Muflon: Biografia naszej hordy jest nudna jak wykład z teorii psychotyczno-czynnikowych w upalne, niedzielne popołudnie. Po prostu kilka lat temu kilku młodych ludzi postanowiło pograć sobie trochę death metalu, więc sprawili sobie instrumenty i zaczęli dłubać jakieś tam kawałki. Jakiś czas później, wspomagani przez Wojtasa (Moulded Flesh, The Odours i ex-kilka innych) zagrali parę gigów i nagrali demówkę. Gdy Wojt wyjechał do UK, udało im się namówić mnie do gościnnego zaryczenia na koncercie, który już był zabukowany i szkoda im było go odwoływać. Uczyniłem to niechętnie, gdyż akurat byłem w okresie odpoczywania od zespołów, koncertów i całego tego syfu (mniej więcej rok wcześniej rozstałem się z Deneb). Mogłem odmówić, ale ujmujący uśmiech naszego gitarzysty – Metala, oraz dyskretnie puszczane oczka zmiękczyły mnie i w końcu uległem. Dziś cieszę się bardzo z takiego obrotu sytuacji, gdyż jak widać do dziś jestem w zespole, a kto wie, jak potoczyłoby się to wszystko, gdyby tamtego dnia za mikrofonem znalazł się ktoś inny. Osobowości moich kolegów z zespołu, a także z zespołów, z którymi zaliczyliśmy w tym roku kilka młodzieżowych wyjazdów sprawiły, że ta wszechogarniająca wszystkich %pozytywna%atmosfera% przesłoniła mi niedogodności związane z aktywnym udziałem w zespole, które tak bardzo wkurwiały mnie jeszcze za czasów Deneb.

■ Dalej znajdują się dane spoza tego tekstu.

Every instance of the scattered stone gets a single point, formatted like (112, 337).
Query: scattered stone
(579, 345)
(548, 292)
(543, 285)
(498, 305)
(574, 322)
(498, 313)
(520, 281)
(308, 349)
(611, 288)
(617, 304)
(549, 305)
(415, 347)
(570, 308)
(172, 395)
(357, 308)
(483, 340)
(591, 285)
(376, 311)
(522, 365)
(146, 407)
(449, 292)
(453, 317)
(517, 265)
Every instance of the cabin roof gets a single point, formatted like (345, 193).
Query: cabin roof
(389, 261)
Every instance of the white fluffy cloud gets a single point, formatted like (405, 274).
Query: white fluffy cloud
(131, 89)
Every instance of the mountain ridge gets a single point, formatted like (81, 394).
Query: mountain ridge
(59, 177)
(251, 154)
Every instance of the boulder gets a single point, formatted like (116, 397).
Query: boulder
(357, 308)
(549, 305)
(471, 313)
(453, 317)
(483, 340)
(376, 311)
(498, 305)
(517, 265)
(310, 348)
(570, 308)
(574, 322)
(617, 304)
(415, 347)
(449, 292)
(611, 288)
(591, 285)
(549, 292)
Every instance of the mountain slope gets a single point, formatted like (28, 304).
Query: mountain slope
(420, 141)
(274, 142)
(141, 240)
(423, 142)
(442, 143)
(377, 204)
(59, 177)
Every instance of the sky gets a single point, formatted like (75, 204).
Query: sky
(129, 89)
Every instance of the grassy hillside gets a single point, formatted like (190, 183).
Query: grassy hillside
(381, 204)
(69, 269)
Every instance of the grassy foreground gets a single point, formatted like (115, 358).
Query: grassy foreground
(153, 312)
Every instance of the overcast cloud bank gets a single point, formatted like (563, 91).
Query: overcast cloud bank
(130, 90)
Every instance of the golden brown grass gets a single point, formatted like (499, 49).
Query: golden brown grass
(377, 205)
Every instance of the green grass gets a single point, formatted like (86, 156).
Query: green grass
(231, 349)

Nie ucieszył się jednak ówczesny gitarzysta i główny kompozytor Crawling Death – Topór, który po pierwszym koncercie z moim udziałem stwierdził, że on już nie chce death metalu i woli pograć sobie coś ambitniejszego, gdzie lepiej będzie rozwijać swój talent. Po kilku tygodniach obradowania przy piwie postanowiliśmy jednak kontynuować działalność, Metal pochwycił gitarę, na bas zgarnęliśmy naszego dobrego kompana Duszka (Suicide Machine, ex-Moulded Flesh), a na drugie wiosło przyprowadziłem Dajsa – koleżkę, który od jakiegoś czasu męczył mnie, żeby wspólnie coś pograć. Od początku tego roku załupaliśmy w tym składzie kilka koncertów i myślę, że całkiem nieźle to wszystko trybi. Ostatnio dokonaliśmy jeszcze malutkiej, kosmetycznej wręcz zmiany – Duszek wyprowadza się do Krakowa, więc zamiast niego jest teraz Krychu (Moulded Flesh… jak widać zwykle nie szukamy zbyt daleko), z resztą to i tak bez większej różnicy, bo basu i tak nigdy nie słychać. Skład uzupełnia Tarki, który gra na garach i razem z Metalem tworzą Crawling Death od samego początku.

Tarki: Ja mogę dodać jeszcze, ze Crawling Death powstał dokładnie w dzień wagarowicza. Właśnie wtedy to poszliśmy z Toporem na wagary i zamelinowaliśmy się u niego na strychu (później to miejsce stało się naszą kanciapą), gdzie przy dużej ilości alkoholu namówiłem go, żeby odszedł z pozerskiej punkowej kapeli, w której w tym czasie grał (ja z niej odszedłem tydzień wcześniej, a Metal, który dołączył do nas wkrótce – nawet jeszcze wcześniej), abyśmy mogli grac metal i wychwalać naszego Pana \m/

Gracie Metal Śmierci i nie mówcie, że nie, bo słyszałem i country to raczej nie było he he he… Zdajecie sobie sprawę, że są jeszcze na tej planecie ludzie, którym Crawling Death kojarzy się wyłącznie z utworem zespołu METALLICA. Postarajcie się teraz wspiąć na wyżyny obiektywizmu by w kilku błyskotliwych zdaniach opisać, co gra CRAWLING DEATH z Rybnika. Uprzedzam, że próby odpowiedzi wymijających w stylu „Nie widzimy zespołów, do których moglibyśmy się porównać” odpadają! A więc, z kogo najchętniej zrzynacie?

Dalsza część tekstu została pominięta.